His public career was widely varied. He appeared on the Lifeline series of television programmes during the 1960s, and gave expert testimony in several high-profile court cases, including the case surrounding D. H. Lawrence’s Lady Chatterly’s Lover. In addition to ‘Myth, Magic and Denial’, the 1976 Gifford lectures at the University of St Andrews, he delivered the 1960 Robert Waley Cohen lectures, entitled ‘Psychology of Prejudice: Christians and Jews’.
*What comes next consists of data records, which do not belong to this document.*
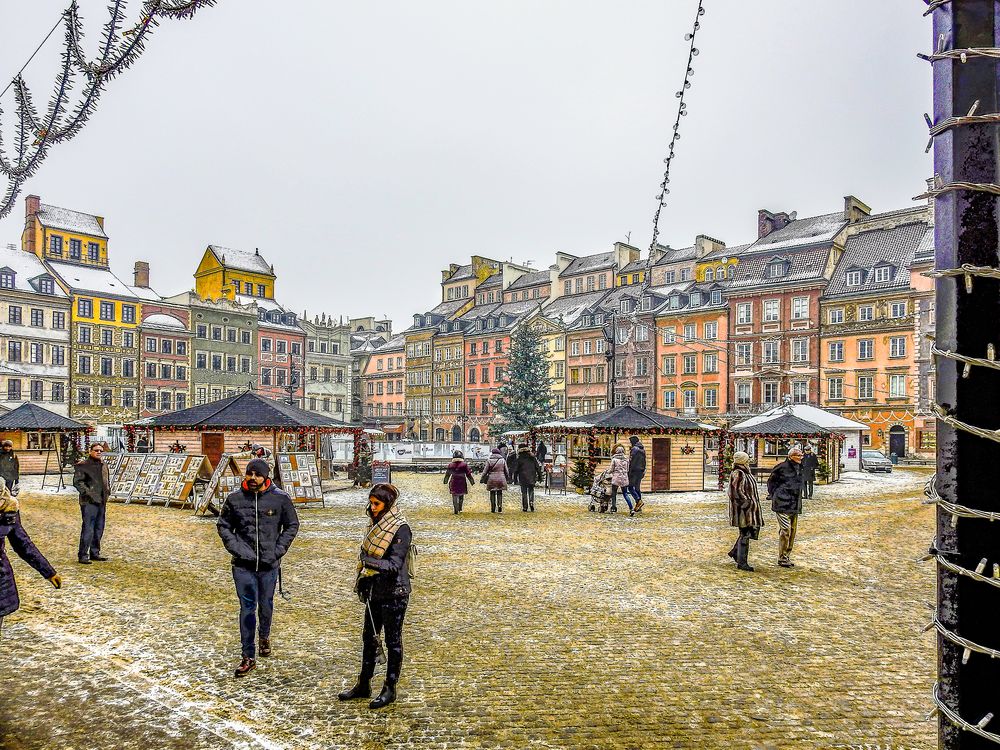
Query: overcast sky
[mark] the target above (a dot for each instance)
(364, 146)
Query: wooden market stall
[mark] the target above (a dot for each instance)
(41, 437)
(675, 448)
(768, 443)
(227, 429)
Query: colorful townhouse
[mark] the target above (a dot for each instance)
(165, 351)
(327, 366)
(869, 344)
(34, 333)
(384, 389)
(692, 350)
(774, 299)
(105, 314)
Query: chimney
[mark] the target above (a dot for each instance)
(768, 222)
(855, 210)
(141, 274)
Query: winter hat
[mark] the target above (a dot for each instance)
(260, 466)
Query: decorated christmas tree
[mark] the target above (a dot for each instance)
(525, 397)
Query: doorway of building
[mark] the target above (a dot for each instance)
(212, 446)
(660, 478)
(897, 440)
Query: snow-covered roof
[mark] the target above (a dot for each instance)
(69, 221)
(161, 320)
(96, 280)
(813, 414)
(25, 266)
(241, 259)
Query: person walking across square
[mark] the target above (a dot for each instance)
(91, 480)
(784, 488)
(257, 524)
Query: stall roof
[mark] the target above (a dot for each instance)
(33, 417)
(625, 418)
(781, 424)
(247, 409)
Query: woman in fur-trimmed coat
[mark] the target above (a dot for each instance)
(744, 509)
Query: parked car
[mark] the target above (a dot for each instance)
(872, 461)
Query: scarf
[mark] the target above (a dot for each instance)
(379, 537)
(8, 503)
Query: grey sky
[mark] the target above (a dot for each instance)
(363, 146)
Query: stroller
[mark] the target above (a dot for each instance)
(600, 492)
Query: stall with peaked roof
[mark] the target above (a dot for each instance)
(41, 438)
(675, 448)
(230, 425)
(768, 442)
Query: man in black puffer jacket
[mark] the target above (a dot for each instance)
(257, 525)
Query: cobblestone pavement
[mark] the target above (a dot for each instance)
(555, 629)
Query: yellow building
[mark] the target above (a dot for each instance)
(105, 312)
(228, 273)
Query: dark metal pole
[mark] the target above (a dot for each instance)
(966, 232)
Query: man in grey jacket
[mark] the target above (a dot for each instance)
(257, 525)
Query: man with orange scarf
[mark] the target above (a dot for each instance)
(257, 525)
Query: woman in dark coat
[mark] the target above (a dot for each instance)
(383, 584)
(458, 477)
(12, 531)
(744, 509)
(495, 476)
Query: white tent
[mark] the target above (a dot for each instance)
(851, 450)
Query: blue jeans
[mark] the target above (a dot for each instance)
(91, 530)
(256, 592)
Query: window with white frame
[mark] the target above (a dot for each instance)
(770, 352)
(800, 350)
(743, 394)
(743, 353)
(866, 387)
(835, 388)
(800, 307)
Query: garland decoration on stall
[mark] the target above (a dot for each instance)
(35, 134)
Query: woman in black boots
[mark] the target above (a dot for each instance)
(383, 585)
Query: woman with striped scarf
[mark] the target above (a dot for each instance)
(383, 584)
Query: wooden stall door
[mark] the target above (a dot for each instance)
(213, 446)
(661, 464)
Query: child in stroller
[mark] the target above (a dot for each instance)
(600, 492)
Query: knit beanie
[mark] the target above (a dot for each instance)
(260, 466)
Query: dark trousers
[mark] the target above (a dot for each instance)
(91, 530)
(528, 497)
(387, 615)
(256, 592)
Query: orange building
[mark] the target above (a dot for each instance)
(868, 351)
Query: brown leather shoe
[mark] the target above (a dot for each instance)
(246, 667)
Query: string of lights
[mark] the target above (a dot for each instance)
(35, 134)
(965, 273)
(681, 112)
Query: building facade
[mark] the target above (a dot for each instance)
(34, 334)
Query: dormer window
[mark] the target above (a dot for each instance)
(776, 269)
(882, 273)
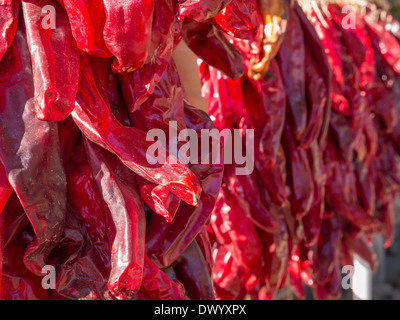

Stafford-Clark's wartime service included participation in the Porton Down experiments into the effects of poison gas, which left him with permanent lung damage. Due to health difficulties, he retired early, in 1973, and died on 9 September 1999.
His publications include: Psychiatry Today (1951); Case Histories in Psychosomatic Medicine (1952); Schizophrenia: Somatic Aspects (1957); Psychiatry for Students (1964); The Pathology of Sexual Deviation (1964); What Freud Really Said (1965).